New virtual way for people to learn about Black history on Tybee Island
TYBEE ISLAND, Ga. (WTOC) - This year will mark the second annual Lazaretto Day on Tybee Island. A commemoration of the victims of the Transatlantic Slave Trade that were quarantined on the island, before being brought to Savannah to be sold.
This year, there’ll be a deeper look at that history.
At the second annual Lazaretto Day Commemoration on Tybee Island this Saturday, project leaders are going to be unveiling a new way to learn about Black history on the island and it’s only a click away.
After years in the making, the virtual Black History Trail is online for people to see. The trail is a collaborative effort between Tybee MLK, the Tybee Historical Society, and Georgia Southern University.
“This is our statement to say that Tybee is open for everyone that wants to come out here and enjoy the island, and to learn more about it,” said Pat Leiby, the director of community engagement with Tybee MLK.
The virtual trail currently has historical information about 13 stops on the island. Though there’s no physical markers on the trail yet, project leaders tell me there will eventually be signs at each stop, as well as a brochure.
Folks are encouraged to go visit the 13 stops in person, while reading along the website.
“We go to the pier, to talk about the musicians that came to entertain during Jim Crow at the pier. We go to the back river to talk about the quarters of the maids on the back river. It’s just very informative, and I think that people will enjoy it. It’ll be a new way to see Tybee,” Tybee MLK co-founder, Julia Pearce said.
Leaders say one of the most important things about the project is accuracy.
Sarah Jones, the executive director of the Tybee Island Historical Society, said that compiling all the information was a bit of an undertaking, but those involved had direction from Amy Potter of Georgia Southern.
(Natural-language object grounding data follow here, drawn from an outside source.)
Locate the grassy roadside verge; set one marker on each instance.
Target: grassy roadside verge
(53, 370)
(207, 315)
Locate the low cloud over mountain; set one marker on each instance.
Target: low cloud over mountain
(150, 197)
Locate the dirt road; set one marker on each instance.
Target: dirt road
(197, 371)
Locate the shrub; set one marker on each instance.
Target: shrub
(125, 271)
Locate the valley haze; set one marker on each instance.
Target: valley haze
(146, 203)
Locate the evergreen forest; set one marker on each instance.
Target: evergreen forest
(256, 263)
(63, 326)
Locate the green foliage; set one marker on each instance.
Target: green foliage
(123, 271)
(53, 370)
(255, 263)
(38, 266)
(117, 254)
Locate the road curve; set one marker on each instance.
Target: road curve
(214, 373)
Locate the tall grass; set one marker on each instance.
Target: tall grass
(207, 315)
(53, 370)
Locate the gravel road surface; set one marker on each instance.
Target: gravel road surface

“She was really, really vital in helping us and getting us organized, actually. And showing us how to start the research and where to go do the research and how to do it the proper way. That was really important. She’s a little bit of an expert in oral histories, and so that was something that we all learned a lot about, because a lot of our information from this trail comes from oral histories,” Jones said.